Premiere von "Terror" am Hans Otto Theater Potsdam: In der Arena der Zivilisation

Mit der Inszenierung von Ferdinand von Schirachs „Terror“ am Hans Otto Theater müssen sich die Potsdamer selbst fragen, wie weit sie zum Grundgesetz stehen. Jetzt feierte das Stück am HOT Premiere.

Potsdam - Niemand wäre gerne Lars Koch. Aber jeder wünscht sich, dass es ihn gibt. Einen, der im schlimmsten anzunehmenden Fall handelt. Der Tausende Menschenleben rettet. Und dafür knapp hundert tötet. Das ist vernünftig, rational. Weniger Tote, weniger Leid. Das gebietet die Moral. Oder? Lars Koch ist die Hauptfigur in Ferdinand von Schirachs erstem Theaterstück „Terror“. Es wird gerade deutschlandweit an Theatern inszeniert, jetzt – Premiere war am Freitag – auch am Hans Otto Theater (HOT). Andreas Rehschuh führt hier Regie.

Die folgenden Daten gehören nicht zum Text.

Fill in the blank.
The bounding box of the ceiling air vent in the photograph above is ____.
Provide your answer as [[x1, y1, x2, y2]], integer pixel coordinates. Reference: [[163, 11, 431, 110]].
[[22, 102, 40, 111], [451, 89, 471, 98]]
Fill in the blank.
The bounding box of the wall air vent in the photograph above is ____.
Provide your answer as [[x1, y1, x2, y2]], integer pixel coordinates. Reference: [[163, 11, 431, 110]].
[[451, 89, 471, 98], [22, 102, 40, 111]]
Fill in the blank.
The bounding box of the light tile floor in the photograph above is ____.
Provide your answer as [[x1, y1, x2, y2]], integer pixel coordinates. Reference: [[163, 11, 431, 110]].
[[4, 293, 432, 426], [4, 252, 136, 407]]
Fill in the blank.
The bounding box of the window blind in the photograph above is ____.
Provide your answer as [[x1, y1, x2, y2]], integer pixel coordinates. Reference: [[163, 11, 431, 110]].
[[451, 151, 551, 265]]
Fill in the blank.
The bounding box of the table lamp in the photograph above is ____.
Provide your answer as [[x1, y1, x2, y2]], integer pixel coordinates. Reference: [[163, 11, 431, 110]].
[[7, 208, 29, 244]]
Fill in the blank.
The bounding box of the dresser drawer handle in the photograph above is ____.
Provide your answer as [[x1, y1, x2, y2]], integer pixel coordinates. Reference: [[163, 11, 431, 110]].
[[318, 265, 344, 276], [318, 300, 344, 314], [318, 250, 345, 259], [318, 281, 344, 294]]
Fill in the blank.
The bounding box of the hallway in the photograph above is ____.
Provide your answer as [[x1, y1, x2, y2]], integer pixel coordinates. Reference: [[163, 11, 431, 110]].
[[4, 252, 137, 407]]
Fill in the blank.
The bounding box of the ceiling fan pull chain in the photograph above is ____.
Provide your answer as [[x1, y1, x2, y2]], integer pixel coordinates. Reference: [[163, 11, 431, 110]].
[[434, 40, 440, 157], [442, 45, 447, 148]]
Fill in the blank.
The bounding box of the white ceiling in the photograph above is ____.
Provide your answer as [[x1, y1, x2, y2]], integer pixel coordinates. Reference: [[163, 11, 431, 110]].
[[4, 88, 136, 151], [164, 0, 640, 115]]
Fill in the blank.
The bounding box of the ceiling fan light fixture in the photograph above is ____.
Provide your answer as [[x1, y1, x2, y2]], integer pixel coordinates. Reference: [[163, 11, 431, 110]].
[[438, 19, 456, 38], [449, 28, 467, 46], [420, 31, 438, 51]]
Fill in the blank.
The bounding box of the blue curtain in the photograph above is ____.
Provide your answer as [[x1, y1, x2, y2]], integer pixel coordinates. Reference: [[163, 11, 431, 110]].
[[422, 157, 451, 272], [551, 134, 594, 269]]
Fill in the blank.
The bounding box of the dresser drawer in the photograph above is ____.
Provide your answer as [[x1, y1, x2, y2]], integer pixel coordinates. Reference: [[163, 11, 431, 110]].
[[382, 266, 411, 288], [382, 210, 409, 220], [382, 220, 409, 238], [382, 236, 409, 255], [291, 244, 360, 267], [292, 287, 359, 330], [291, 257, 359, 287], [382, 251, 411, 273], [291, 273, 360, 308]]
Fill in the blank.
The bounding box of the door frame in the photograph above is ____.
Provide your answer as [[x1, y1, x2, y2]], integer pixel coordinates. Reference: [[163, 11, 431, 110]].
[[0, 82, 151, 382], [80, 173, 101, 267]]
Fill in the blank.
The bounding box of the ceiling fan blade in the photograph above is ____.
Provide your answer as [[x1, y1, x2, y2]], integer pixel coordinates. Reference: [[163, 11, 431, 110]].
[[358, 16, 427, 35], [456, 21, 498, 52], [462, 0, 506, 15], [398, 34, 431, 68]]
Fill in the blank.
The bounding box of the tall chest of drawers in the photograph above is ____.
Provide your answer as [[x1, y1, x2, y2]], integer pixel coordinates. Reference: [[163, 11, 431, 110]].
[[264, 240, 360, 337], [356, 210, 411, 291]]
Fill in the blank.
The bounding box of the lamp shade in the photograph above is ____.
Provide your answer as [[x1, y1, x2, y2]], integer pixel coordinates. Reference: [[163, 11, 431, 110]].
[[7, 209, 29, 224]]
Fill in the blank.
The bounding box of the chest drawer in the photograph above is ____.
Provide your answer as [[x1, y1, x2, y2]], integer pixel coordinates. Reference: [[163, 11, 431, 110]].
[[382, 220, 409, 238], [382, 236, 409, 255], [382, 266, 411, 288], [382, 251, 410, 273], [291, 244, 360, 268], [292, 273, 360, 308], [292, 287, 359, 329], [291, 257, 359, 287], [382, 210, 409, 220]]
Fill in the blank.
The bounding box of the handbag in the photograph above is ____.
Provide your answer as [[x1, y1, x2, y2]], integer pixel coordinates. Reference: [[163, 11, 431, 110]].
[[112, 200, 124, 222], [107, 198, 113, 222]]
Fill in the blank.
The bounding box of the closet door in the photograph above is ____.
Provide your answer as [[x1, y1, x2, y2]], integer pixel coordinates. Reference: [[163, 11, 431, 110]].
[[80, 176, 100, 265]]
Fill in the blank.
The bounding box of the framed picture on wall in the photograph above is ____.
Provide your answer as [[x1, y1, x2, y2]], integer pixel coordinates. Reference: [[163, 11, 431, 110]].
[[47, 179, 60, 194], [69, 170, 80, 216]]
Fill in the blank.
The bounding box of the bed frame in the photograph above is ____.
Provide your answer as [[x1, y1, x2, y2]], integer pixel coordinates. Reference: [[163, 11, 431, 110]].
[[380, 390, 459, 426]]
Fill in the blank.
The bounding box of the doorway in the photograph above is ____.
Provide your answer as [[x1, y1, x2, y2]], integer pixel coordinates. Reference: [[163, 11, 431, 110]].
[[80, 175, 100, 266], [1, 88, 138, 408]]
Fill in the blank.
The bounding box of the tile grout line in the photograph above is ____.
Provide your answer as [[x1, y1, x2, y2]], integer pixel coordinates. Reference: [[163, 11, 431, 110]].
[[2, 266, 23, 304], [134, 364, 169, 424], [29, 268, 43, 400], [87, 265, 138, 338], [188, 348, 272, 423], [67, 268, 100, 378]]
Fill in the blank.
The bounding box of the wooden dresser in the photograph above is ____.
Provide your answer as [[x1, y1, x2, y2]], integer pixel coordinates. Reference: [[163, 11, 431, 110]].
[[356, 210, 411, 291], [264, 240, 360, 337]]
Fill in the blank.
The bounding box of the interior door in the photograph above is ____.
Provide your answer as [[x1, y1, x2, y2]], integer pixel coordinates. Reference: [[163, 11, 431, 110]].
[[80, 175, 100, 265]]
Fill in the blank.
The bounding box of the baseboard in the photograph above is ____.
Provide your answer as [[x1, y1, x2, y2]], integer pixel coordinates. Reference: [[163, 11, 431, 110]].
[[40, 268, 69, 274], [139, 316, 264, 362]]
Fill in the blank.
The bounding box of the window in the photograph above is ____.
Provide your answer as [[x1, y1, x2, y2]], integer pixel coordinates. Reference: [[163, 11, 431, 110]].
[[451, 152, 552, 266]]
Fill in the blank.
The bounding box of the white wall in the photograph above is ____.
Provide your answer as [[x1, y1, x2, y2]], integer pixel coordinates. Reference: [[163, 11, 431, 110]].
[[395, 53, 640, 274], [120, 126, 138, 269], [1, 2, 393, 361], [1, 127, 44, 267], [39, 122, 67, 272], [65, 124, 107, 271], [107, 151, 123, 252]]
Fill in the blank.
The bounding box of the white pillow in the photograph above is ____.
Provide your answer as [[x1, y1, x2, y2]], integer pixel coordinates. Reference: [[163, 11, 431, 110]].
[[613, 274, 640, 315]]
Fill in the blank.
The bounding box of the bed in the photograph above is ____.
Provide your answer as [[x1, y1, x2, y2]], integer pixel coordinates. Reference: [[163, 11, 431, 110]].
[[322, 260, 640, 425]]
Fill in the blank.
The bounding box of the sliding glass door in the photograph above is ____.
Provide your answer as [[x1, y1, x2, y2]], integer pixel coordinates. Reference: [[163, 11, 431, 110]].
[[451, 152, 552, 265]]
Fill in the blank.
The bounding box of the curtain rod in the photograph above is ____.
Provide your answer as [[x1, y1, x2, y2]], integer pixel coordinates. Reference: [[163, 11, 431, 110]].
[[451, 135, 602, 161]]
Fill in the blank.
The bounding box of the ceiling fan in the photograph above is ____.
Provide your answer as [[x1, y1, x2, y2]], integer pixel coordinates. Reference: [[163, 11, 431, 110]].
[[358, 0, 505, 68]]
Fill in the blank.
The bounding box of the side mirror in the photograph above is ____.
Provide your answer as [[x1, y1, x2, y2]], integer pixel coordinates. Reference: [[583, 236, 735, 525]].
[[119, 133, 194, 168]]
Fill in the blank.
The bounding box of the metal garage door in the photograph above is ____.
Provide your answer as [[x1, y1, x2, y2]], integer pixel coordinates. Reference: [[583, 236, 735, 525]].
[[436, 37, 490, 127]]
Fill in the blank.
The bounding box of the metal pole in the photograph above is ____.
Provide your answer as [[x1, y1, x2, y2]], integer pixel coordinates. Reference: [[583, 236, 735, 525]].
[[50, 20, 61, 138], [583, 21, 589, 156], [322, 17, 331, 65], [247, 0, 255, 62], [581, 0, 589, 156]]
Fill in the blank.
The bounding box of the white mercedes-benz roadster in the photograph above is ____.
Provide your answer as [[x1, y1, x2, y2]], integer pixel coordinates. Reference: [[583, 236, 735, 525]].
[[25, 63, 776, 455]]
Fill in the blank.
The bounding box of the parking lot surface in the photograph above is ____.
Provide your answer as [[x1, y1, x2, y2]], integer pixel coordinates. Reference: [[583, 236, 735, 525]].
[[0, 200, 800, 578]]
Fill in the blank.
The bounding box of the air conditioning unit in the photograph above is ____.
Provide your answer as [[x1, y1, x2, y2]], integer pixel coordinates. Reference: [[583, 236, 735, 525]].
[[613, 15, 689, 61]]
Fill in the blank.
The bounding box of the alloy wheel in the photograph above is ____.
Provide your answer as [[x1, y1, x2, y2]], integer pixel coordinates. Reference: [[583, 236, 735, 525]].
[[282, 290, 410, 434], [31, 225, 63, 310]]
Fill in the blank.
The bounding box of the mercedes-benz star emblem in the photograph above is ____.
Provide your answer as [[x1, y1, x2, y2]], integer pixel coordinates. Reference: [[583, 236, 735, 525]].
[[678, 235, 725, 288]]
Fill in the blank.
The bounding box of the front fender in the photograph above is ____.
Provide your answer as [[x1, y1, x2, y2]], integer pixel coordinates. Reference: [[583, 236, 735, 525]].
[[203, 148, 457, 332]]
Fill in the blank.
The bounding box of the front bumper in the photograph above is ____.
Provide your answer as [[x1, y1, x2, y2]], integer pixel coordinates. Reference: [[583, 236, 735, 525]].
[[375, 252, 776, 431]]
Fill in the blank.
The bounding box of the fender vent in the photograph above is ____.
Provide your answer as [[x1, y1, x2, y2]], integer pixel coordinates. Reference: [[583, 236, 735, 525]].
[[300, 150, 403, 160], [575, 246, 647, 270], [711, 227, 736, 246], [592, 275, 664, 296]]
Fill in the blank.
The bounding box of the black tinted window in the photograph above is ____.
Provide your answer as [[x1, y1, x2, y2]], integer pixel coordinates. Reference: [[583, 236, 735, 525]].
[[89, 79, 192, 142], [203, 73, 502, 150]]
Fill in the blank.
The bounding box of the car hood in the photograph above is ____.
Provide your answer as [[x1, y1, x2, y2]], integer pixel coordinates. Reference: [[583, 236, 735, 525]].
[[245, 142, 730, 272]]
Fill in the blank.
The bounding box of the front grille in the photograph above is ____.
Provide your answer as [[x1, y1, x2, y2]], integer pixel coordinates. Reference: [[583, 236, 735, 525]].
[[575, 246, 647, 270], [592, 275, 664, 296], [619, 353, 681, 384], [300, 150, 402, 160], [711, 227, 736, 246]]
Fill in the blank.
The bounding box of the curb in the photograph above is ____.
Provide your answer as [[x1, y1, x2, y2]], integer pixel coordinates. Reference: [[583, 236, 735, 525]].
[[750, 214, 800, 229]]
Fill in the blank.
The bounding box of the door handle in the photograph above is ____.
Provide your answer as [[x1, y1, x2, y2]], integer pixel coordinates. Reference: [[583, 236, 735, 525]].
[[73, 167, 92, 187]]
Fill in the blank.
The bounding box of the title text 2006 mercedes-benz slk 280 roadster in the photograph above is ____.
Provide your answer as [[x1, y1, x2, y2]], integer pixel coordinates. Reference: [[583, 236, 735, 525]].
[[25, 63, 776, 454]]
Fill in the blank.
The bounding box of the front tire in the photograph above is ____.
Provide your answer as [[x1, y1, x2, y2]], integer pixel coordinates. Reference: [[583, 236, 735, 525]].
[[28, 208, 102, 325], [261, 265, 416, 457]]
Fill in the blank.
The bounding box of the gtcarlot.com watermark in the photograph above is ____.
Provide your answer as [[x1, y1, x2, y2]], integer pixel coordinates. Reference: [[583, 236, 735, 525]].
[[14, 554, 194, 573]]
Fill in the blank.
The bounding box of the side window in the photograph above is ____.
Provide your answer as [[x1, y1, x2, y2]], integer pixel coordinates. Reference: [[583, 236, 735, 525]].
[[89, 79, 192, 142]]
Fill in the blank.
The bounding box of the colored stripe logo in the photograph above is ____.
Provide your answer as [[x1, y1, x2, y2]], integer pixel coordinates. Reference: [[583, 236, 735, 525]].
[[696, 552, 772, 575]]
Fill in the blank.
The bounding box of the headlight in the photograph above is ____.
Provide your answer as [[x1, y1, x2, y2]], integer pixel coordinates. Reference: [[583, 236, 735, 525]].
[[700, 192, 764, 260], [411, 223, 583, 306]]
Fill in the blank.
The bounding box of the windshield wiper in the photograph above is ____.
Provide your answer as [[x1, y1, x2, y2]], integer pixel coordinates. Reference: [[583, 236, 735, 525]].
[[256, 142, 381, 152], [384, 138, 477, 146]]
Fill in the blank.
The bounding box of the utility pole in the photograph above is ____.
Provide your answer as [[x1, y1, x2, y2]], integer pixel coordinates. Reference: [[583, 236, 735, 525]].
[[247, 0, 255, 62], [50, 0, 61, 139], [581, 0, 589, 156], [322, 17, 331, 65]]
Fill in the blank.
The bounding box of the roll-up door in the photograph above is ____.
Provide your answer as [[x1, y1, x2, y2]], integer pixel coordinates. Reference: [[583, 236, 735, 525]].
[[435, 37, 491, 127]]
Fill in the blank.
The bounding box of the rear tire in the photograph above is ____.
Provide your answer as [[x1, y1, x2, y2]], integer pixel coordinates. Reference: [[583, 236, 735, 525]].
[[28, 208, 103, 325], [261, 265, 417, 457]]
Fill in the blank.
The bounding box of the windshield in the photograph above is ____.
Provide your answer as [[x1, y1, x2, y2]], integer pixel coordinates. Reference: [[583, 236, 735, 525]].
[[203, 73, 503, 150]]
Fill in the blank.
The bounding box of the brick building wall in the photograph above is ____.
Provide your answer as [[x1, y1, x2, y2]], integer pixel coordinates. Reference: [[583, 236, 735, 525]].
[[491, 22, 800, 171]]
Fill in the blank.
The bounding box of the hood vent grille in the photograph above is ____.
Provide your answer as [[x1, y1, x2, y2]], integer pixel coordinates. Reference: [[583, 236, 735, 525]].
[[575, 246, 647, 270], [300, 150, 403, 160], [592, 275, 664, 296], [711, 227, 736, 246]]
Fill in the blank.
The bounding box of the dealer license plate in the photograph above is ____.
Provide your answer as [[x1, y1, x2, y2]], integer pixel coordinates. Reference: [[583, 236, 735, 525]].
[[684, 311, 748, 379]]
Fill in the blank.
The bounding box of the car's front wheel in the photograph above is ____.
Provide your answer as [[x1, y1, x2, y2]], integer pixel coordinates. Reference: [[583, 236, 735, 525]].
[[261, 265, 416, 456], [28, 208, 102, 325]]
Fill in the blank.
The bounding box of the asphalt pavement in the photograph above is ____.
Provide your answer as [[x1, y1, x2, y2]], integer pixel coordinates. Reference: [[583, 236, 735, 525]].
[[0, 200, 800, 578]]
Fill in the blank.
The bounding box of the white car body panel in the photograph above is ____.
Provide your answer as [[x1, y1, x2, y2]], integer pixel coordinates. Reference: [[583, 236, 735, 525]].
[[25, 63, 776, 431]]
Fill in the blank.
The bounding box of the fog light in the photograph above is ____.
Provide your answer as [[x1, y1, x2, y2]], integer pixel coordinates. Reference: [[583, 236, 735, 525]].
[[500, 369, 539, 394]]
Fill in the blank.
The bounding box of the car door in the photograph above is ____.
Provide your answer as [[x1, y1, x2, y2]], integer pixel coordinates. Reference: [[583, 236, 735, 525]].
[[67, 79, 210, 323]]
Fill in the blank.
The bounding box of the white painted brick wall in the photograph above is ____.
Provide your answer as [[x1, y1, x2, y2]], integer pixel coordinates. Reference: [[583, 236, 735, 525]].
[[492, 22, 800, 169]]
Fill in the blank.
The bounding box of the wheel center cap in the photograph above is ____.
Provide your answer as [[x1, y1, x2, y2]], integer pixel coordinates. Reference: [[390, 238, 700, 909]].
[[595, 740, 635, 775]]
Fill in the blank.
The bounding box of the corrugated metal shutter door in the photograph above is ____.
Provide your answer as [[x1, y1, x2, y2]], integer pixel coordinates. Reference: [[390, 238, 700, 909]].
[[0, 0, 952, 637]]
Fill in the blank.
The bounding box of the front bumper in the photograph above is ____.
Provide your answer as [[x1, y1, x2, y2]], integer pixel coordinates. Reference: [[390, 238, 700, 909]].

„Terror“ ist überall, weil seine hypothetische Frage gerade so praktisch relevant wird. Viele in Europa haben jahrelang die USA belächelt oder gehasst ob ihrer Post-9/11-Hysterie, dem Krieg gegen den Terror. Jetzt, nachdem der in Paris, in Brüssel und in Deutschland stattfindet, müssen auch wir ernsthaft über unbequeme Fragen nachdenken.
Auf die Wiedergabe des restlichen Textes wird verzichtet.